A Donald Trump-caused, Republican civil war may take place at the Grand Ol’ Party’s summer convention. By the same token, the Thursday political news cycle was awash in reports that President Barack Obama had told Democratic donors to rally behind Hillary Clinton as their nominee. The alleged faux-endorsement came from several anonymous sources cited by The New York Times, which claimed that Obama’s comments were delivered at a private event in Austin, Texas. So, when fellow Democratic presidential candidate Bernie Sanders appeared on The Rachel Maddow Show on MSNBC, the host asked the obvious question.
“I know that you consider President Obama to be a friend,” said Maddow. “I just have to ask your response to that.”
Oh boy did Bernie have a response for Maddow:
“The bottom line is that when only half of the American people have participated in the political process, when some of the larger states in this country — people in those states have not yet been able to voice their opinion on who should be the Democratic nominee — I think it’s absurd for anybody to suggest that those people not have a right to cast a vote… So to suggest that we don’t fight this out to the end would be, I think, a very bad mistake.”

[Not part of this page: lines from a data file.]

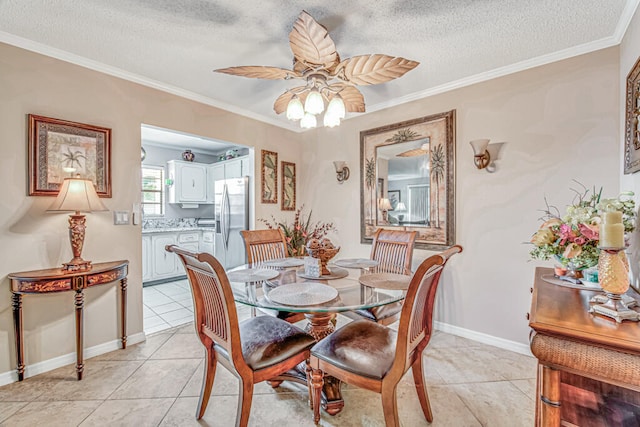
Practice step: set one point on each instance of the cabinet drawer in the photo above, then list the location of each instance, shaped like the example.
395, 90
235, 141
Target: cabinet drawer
188, 237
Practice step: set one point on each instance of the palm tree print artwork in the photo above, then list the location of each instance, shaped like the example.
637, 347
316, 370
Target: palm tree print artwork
416, 160
269, 177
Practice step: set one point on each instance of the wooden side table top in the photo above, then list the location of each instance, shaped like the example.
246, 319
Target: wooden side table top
564, 312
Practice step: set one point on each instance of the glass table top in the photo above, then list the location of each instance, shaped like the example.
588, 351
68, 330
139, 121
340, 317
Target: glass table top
345, 293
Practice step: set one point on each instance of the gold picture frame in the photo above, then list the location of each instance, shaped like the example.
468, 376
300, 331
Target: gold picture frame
632, 121
426, 147
288, 199
61, 149
269, 172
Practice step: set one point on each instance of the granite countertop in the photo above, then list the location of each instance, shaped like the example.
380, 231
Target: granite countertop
175, 229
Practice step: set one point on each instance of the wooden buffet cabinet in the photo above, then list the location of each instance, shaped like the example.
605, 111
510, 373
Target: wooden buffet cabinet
588, 365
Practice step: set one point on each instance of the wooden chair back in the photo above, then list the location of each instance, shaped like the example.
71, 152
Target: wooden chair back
393, 250
263, 245
216, 317
416, 318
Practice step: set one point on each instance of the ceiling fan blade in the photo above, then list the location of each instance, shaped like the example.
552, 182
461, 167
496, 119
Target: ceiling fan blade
311, 44
373, 69
260, 72
280, 106
353, 99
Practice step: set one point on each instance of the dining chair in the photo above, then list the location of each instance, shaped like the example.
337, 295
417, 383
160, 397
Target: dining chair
257, 349
265, 245
393, 249
376, 357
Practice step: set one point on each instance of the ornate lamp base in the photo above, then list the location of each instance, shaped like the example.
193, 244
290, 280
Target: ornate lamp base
615, 308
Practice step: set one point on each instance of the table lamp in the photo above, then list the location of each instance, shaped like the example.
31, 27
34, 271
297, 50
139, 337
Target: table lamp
77, 195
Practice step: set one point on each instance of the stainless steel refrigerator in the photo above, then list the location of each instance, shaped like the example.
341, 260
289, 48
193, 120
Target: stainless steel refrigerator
232, 216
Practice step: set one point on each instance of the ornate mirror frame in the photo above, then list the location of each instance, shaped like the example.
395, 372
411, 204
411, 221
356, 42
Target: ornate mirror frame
435, 138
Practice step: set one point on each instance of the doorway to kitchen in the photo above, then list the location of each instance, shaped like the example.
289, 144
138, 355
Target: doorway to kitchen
178, 204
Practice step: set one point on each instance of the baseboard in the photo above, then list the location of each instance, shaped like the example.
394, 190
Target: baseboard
68, 359
484, 338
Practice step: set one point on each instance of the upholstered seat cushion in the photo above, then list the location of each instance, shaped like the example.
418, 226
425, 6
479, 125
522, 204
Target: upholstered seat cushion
268, 340
382, 312
362, 347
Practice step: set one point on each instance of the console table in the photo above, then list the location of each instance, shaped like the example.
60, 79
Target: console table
59, 280
588, 365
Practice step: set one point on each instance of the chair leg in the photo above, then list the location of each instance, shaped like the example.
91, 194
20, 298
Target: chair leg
207, 382
244, 403
317, 381
421, 388
390, 406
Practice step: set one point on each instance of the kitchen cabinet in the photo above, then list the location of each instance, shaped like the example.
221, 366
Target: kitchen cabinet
189, 183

Despite Sanders’ insistence on the apparent absurdity and mistaken nature of Obama’s comments, however, the longtime Vermont senator cast doubt on whether the president actually said what the NYT and other outlets had reported. He even went so far as to avoid speculating on the precise wording ascribed to Obama and mentioned an ambiguous claim that the White House had later denied or played down the matter.
Unfortunately for Sanders, as the NYT article noted in an update late Thursday, a “White House official” had in fact confirmed the basics of what the president had supposedly told donors in Austin. In other words, without giving an official endorsement, Obama did tell party donors and fellow Democrats that it was time to rally around Clinton as the eventual nominee.